Today I'm feeling a little yucky, for no apparent reason other than that I'm trying to get my husband's cold. Nothing is good for me, everything feels bad. I don't want to do much of anything and I'm not interested in anything going on in my life right now.
One of the books I'm reading now is called Mindfulness, Bliss, and Beyond by Brahm. It's a book about meditation and I'm just at the beginning. I'm reading the book because I want to get good at meditating again. I used to be good, and now I just sit around and feel itchy and distracted when I meditate. Brahm says that there is no such thing as a bad meditation; I try to believe that, but I feel really ineffectual at it. I want it to come right now and be really deep and meaningful. I want to drop my brain into a deep meditative state and realize answers to all my problems. He's got a funny story about meditation and the struggle with instant gratification: he talks about the person who goes to work on Monday, works real hard all day and goes home without a paycheck. Tuesday he gets up and does the same thing, working and working but not getting any money. He does this all week, until Friday. Then he works hard and gets a paycheck at the end of the day, paying him for the previous days' worth of work. Meditation is like that sometimes, lots of hard work at it for seemingly no pay-off, until the day we have perfect meditations and get exactly what we want out of it. I'm still waiting for my big pay-off.
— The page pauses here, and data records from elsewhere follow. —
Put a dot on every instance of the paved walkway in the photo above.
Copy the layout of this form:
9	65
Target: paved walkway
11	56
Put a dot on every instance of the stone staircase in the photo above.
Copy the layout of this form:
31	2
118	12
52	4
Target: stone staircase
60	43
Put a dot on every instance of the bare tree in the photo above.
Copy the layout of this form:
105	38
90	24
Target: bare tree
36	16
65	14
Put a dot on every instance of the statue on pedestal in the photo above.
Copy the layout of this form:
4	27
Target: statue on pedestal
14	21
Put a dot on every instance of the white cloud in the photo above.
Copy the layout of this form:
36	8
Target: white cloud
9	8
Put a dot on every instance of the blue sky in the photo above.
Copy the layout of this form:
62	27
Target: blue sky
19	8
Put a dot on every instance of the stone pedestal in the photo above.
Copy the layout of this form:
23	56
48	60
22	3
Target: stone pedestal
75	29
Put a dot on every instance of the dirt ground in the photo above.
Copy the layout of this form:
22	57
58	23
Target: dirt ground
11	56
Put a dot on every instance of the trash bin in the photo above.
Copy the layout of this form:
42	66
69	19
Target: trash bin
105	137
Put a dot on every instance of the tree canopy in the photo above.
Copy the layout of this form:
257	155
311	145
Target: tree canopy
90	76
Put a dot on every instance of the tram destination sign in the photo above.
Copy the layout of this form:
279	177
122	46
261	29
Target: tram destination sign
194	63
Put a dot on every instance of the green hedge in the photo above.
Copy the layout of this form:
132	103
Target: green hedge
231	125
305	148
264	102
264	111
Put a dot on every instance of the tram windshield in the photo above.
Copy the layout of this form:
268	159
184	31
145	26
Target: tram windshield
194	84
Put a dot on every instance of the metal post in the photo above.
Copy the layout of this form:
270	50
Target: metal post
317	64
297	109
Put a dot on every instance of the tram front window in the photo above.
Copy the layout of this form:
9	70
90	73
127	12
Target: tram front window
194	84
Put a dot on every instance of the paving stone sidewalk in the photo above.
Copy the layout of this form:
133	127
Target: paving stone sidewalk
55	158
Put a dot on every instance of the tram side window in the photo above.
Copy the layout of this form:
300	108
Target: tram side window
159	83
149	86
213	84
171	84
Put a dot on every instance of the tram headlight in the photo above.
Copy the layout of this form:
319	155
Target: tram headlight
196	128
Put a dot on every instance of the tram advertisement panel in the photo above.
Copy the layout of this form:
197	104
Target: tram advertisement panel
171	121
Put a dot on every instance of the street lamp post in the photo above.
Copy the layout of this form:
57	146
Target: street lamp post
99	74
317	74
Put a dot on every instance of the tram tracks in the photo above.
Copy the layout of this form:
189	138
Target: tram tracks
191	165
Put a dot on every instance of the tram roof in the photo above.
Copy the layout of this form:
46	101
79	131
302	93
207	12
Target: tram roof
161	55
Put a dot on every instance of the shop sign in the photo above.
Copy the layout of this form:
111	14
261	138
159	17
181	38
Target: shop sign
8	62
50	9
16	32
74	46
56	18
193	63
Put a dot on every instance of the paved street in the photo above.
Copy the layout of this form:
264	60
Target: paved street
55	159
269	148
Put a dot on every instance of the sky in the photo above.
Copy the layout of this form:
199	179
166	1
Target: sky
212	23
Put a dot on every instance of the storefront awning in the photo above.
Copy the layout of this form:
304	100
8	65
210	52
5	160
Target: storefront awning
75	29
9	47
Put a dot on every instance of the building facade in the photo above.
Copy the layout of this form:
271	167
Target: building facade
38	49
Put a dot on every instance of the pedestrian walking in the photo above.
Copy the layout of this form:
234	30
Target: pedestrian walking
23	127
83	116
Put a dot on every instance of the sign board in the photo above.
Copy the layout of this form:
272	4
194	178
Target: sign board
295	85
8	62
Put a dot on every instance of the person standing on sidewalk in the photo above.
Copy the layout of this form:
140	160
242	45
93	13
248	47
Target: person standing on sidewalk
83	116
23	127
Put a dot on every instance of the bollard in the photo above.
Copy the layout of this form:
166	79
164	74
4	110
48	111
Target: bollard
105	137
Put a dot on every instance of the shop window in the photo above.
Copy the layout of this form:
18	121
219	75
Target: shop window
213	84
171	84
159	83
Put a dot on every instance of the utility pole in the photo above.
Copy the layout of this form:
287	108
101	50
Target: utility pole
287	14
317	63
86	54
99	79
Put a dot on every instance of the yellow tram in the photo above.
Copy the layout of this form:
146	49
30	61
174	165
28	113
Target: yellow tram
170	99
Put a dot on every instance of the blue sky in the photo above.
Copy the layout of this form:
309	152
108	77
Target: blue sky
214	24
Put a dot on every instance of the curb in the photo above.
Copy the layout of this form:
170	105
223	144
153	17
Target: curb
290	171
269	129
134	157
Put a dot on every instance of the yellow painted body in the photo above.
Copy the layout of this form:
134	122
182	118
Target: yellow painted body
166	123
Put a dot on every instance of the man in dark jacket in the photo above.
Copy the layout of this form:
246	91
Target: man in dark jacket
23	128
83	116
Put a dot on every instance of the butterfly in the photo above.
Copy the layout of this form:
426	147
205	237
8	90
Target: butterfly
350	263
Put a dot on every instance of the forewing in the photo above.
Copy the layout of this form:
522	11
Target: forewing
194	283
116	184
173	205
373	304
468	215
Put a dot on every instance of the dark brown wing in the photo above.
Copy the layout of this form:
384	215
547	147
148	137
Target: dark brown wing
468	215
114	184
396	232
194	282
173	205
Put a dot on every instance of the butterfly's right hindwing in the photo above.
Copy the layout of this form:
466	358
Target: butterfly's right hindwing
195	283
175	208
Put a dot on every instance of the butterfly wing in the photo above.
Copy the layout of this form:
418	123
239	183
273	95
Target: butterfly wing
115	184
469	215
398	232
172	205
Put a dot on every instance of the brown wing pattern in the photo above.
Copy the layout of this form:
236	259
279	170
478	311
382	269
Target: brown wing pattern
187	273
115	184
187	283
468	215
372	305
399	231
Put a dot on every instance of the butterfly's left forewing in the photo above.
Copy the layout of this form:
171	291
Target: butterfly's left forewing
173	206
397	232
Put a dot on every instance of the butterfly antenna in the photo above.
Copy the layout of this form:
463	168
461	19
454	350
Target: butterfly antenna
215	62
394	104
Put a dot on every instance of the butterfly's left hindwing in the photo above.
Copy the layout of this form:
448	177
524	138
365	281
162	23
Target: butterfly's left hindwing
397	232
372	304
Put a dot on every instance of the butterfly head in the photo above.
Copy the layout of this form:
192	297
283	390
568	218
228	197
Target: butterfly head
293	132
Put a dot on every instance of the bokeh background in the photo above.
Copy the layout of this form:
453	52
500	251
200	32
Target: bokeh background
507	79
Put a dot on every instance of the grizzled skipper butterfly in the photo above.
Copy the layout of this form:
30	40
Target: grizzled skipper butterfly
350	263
Something else he says struck a nerve in me, especially today:
In meditation, experiences come one by one through the doors of our senses into the mind. If you greet one experience with mindfulness and then start a conversation with it, you will miss the next experience following right behind.
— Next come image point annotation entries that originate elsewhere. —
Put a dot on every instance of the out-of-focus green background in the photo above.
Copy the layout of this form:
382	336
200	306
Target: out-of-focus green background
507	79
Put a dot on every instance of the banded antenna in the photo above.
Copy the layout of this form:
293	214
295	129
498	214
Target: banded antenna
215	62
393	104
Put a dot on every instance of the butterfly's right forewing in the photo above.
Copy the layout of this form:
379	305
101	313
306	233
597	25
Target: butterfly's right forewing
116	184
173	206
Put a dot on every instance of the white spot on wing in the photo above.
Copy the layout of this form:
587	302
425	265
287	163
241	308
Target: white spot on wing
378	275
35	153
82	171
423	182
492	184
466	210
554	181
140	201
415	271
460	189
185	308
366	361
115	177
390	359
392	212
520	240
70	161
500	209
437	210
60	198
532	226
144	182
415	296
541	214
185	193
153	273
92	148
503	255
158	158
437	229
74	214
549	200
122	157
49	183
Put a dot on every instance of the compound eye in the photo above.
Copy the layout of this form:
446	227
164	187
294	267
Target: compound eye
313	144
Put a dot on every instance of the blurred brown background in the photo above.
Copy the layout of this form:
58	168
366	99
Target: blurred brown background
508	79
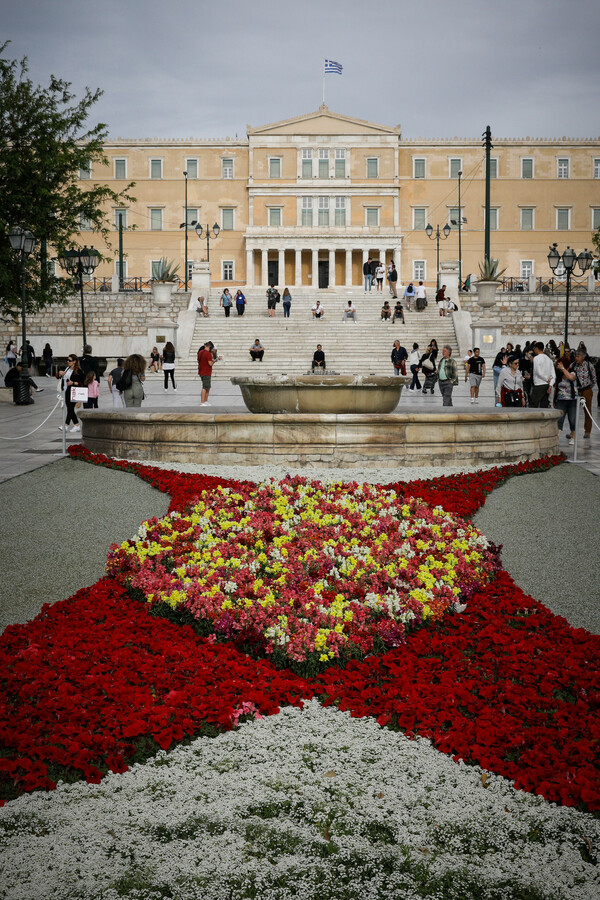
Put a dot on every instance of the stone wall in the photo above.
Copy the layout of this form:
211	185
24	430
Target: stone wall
540	314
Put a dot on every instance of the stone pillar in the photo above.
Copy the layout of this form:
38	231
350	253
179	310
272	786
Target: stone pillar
264	267
249	268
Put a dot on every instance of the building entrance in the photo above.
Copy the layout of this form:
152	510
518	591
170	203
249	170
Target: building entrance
323	273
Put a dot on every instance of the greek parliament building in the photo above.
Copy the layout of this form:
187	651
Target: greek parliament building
305	201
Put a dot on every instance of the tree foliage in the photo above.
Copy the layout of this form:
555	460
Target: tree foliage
44	143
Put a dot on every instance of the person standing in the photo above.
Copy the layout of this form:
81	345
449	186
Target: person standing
585	379
70	377
414	368
447	375
287	302
169	365
544	377
113	378
240	303
226	302
421	296
368	275
399	357
476	370
134	370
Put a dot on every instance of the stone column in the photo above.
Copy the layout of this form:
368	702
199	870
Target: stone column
265	268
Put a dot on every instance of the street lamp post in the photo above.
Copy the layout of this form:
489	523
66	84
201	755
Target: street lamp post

And I realized that I've been going about this day all sideways. I've been looking for the next experience, and the next and so on. And I feel like I have nothing to experience at all, nothing to make me happy, nothing to make sense to me. I'm floundering in all this non-experience, and that's something to experience all on its own.
I don't know what this means to me yet, but for the first time today my mind is a little bit more focused and I feel just a little bit less floundery about myself.

Comments
I took a lot of comfort in this, and it was kind of one of those lightbulb moments for me. :) Keep on truckin' with the meditation and trust you'll get there.